Un anno dopo, il 19 aprile 2017, la Cassazione intervenne nuovamente sulla vicenda di Stefano Cucchi disponendo l’annullamento dell’ulteriore sentenza di appello e ordinando un nuovo processo per i cinque medici dell’ospedale Pertini i quali, secondo la Suprema Corte, avevano dimostrato gravi negligenze per ritardi sia nella diagnosi, sia nelle cure. Ma, il giorno dopo, scattò la prescrizione per il resto contestato ai medici.

Passò un anno e, a marzo 2018, si aprì l’appello-ter. Ma si era oramai in regime di prescrizione. Con la sentenza del 14 novembre 2019 la Corte d’appello di Roma assolse, per “non aver commesso” il fatto, la dottoressa Stefania Corbi dichiarando, al contempo, il “non doversi procedere per intervenuta prescrizione” del reato nei confronti del primario Aldo Fierro e dei medici Flaminia Bruno, Luigi De Marchis Preite e Silvia Di Carlo.

Il capitolo giudiziario su medici, infermieri e agenti della polizia penitenziaria venne così chiuso ma, nel frattempo, si era aperto il fronte giudiziario sui carabinieri in seguito all’esposto della famiglia Cucchi, che parlava di un pestaggio, alla Procura di Roma portando all’apertura di un’inchiesta-bis con l’ipotesi di reato di omicidio preterintenzionale.

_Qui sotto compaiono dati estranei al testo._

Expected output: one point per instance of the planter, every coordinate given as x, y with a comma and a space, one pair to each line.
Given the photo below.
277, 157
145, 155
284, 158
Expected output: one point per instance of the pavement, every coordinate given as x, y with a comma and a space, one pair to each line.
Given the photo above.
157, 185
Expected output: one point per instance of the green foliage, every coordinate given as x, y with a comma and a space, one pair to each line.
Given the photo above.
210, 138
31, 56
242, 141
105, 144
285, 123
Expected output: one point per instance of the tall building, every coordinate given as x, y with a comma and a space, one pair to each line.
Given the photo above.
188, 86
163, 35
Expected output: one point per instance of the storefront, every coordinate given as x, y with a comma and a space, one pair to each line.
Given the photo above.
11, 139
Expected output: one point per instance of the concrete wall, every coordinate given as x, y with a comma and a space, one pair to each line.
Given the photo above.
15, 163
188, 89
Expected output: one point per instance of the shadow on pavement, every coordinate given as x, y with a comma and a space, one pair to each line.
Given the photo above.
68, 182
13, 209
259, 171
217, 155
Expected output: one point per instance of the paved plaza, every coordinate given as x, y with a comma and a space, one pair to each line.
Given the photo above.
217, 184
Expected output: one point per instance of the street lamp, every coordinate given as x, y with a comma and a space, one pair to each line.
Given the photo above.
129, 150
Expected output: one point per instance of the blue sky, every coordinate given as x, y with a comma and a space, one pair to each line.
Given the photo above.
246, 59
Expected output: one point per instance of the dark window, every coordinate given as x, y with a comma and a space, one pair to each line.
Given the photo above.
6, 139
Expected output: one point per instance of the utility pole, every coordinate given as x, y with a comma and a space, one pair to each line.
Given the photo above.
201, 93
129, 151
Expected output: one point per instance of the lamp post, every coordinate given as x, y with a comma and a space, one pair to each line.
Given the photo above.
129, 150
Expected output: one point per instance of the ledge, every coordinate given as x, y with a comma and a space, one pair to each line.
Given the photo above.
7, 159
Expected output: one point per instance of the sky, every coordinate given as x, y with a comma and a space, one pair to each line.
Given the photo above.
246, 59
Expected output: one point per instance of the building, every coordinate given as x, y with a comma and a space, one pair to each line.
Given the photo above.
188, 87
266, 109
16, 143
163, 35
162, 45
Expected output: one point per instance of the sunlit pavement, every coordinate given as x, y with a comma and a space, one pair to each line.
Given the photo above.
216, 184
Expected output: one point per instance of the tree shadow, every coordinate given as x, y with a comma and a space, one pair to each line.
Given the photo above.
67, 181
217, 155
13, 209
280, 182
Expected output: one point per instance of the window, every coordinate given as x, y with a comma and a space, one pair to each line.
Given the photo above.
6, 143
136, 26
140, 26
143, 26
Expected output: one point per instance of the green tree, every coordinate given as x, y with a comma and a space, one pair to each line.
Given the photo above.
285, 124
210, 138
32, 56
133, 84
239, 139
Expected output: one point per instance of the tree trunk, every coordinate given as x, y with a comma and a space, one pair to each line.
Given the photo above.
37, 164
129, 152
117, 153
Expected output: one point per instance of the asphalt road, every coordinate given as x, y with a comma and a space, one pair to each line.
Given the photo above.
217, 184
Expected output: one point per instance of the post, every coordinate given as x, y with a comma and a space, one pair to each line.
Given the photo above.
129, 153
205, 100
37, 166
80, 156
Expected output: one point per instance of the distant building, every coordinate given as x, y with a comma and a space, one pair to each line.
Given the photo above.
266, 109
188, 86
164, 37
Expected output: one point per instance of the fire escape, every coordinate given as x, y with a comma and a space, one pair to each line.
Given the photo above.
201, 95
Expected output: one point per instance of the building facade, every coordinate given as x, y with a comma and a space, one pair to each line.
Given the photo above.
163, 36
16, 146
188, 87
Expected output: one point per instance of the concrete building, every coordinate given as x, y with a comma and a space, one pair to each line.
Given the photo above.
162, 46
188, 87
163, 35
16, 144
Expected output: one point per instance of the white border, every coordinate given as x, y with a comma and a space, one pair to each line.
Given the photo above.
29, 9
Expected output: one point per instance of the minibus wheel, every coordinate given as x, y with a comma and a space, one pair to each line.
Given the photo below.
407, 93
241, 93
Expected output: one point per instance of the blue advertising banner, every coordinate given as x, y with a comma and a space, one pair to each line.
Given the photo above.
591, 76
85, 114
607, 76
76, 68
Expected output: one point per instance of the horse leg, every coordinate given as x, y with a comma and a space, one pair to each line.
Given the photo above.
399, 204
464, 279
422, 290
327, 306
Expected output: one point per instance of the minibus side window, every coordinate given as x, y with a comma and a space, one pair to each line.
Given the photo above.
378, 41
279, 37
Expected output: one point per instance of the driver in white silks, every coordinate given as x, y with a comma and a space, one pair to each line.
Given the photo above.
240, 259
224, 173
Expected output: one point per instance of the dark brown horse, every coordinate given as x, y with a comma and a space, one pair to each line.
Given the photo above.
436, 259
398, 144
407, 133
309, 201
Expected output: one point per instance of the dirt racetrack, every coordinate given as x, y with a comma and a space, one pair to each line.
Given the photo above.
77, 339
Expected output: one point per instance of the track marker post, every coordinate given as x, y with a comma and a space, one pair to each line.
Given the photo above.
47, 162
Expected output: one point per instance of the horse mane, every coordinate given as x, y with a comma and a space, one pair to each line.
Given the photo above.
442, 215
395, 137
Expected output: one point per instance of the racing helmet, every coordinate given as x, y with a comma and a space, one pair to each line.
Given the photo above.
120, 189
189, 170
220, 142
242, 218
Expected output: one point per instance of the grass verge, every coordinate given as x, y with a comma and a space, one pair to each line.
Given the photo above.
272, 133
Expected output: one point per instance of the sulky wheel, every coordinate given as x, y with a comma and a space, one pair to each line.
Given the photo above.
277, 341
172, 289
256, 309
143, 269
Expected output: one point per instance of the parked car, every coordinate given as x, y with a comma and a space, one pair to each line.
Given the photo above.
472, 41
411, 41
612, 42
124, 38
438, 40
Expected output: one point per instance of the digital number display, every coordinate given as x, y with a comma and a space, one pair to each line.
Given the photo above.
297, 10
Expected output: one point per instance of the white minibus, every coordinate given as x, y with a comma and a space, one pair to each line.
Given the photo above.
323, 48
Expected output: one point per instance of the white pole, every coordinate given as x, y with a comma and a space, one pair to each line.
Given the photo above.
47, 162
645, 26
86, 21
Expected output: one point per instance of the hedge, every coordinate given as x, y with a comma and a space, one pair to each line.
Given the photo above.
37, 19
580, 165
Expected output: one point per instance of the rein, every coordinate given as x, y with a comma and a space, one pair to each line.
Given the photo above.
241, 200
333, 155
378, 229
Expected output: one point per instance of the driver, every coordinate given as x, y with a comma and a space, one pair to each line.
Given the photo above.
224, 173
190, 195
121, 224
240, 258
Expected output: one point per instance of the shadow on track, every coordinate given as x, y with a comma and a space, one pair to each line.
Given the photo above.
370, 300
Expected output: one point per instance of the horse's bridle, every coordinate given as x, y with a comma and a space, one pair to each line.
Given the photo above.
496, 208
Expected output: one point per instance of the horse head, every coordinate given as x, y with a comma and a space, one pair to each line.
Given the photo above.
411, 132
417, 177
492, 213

L’iter giudiziario di questo filone relativo ai carabinieri  ha portato poi alla condanna dei militari dell’Arma, Alessio Di Bernardo e Raffaele D’Alessandro a dodici anni di reclusione per omicidio preterintenzionale e dei colleghi Roberto Mandolini e Francesco Tedesco rispettivamente a 3 anni e 6 mesi e a 2 anni e 4 mesi di reclusione.

C’è stata, poi, un’inchiesta-ter relativa ai depistaggi. originata da una denuncia contro ignoti presentata dal carabiniere Francesco Tedesco il quale evidenziava la scomparsa di una sua annotazione di servizio indirizzata ai suoi superiori con la quale rivelava di aver assistito al pestaggio di Stefano Cucchi presso la caserma della Compagnia Roma Casilina da parte dei propri colleghi Alessio Di Bernardo e Raffaele D’Alessandro.

Questo terzo filone di inchiesta sui depistaggi attuati dai carabinieri si è concluso il 7 aprile scorso con la condanna, da parte del Tribunale di Roma, del generale dell’Arma, Alessandro Casarsa a 5 anni di reclusione e all’interdizione perpetua dai pubblici uffici, Francesco Cavallo e Luciano Soligo a 4 anni di reclusione e all’interdizione per 5 anni dai pubblici uffici, Luca De Cianni a 2 anni e 6 mesi di reclusione, Tiziano Testarmata e Massimiliano Colombo Labriola a 1 anno e 9 mesi di reclusione (pena sospesa per entrambi) e Lorenzo Sabatino e Francesco Di Sano a 1 anno e 3 mesi di reclusione (pena sospesa per entrambi).